CERAMENT has been shown to completely remodel into the patient’s own bone within six to 12 months: This is unique for CERAMENT.

CERAMENT G and V contain the antibiotics gentamicin and vancomycin, respectively, which elute from CERAMENT over the initial 30 days after implantation, protecting the bone healing from infection during the most critical phase of the bone healing: This is unique for CERAMENT.

Healing bone and eradicating bone infections usually takes many surgical procedures and extensive hospital stay for the patients. With the unique work mechanism of CERAMENT, the surgeon can perform a one-stage-procedure, saving valuable time in the surgical room and a faster recovery to normal life for the patient.

How does osteomyelitis occur and what are the risk factors for it?

Billbäck: There are many different reasons for why a bone infection can occur. Most commonly, this occurs as an effect of a broken bone (trauma), for instance following a traffic accident. As a rule of thumb, one could say that the more severe the injury and the more exposed the injury has been to foreign material (i.e., due to a traffic accident), the more likely it is that an infection will develop. At a severe open fracture of the bone (“open” means that the tissue is perforated), the infection rate is as high as 52 percent.

Other reasons for bone infection are diabetic foot, tumor removal from the skeleton and hip or knee joint replacements.

On average, infections occur at 10 to 15 percent of the surgeries where bone injuries are managed.

How does the combination product Cerament G work?   

Billbäck: CERAMENT undergoes a biphasic transformation. At the moment of application, CERAMENT has the properties of a paste, which makes it easy to inject. Nine to 15 minutes after it has been injected into the bone injury, CERAMENT goes hard and solid. As the healing process starts, CERAMENT transforms into a porous structure (a scaffold) into which the bone building cells (osteoblasts) can migrate and form new bone.

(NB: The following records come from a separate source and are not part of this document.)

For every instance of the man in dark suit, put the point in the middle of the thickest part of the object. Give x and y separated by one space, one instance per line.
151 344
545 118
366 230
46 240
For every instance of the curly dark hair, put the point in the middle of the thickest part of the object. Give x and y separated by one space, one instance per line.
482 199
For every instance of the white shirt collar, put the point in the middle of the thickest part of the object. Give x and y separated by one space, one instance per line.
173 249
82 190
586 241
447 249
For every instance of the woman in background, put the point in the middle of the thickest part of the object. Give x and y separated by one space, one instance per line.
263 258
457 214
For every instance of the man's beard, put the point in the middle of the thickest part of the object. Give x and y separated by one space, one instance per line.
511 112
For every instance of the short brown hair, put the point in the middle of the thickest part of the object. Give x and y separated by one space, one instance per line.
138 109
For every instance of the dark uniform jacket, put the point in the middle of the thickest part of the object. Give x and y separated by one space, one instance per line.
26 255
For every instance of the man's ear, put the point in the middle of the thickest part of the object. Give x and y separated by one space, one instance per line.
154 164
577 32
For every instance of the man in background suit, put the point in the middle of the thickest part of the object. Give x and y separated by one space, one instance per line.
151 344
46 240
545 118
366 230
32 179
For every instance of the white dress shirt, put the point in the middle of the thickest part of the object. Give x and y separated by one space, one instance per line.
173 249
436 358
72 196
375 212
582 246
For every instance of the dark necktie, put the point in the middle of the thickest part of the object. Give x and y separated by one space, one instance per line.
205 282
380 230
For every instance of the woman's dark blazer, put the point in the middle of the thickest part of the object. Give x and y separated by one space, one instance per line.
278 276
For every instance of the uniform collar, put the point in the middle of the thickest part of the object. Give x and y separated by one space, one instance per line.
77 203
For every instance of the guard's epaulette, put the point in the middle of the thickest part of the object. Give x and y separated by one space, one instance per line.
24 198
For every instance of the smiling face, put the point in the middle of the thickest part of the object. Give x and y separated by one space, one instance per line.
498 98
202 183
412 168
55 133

It is through this phase, as the material becomes porous, that antibiotics are eluted from the material protecting against the potentially devastating effects of an infection.

As the bone forms, the porous structure/scaffold is resorbed by the body. After six to 12 months, this process is completed, and native bone has replaced CERAMENT.

What clinical value does Cerament G provide?

Billbäck: A large clinical study material has been submitted to the FDA. Among others, a material showing that the occurrence of infection in a study population treated in a one-stage-procedure with CERAMENT G was 4.5 percent. The occurrence of infection in a similar study group treated with the reigning standard of care in the US was 13.3 percent.

The lower the infection occurrence, the better!

In a very large British study with over 25,000 patients that were analyzed and followed for two years after surgical treatment, it was shown that patients with bone infection treated with CERAMENT G in a one-stage-procedure spent 16 days less in the hospital compared to patients treated with any of the other treatment methods.

What was special about this latest FDA approval from the company’s (BONESUPPORT’s) commercial perspective?

Billbäck: BONESUPPORT already sells the “basic” CERAMENT without antibiotic elution. This product has quickly gotten to about $14 million USD in sales and an annual growth of more than 50 percent. The FDA approval of CERAMENT G gives BONESUPPORT the first ever synthetic bone graft with antibiotic elution on the market. This puts the company in a unique position to service an underdeveloped market opportunity of $450 million USD. The US Centers for Medicare & Medicaid Services (CMS) has awarded a New Technology Add-On Payment (NTAP) incremental reimbursement of $4,900 USD for procedures made with CERAMENT G on a CMS patient.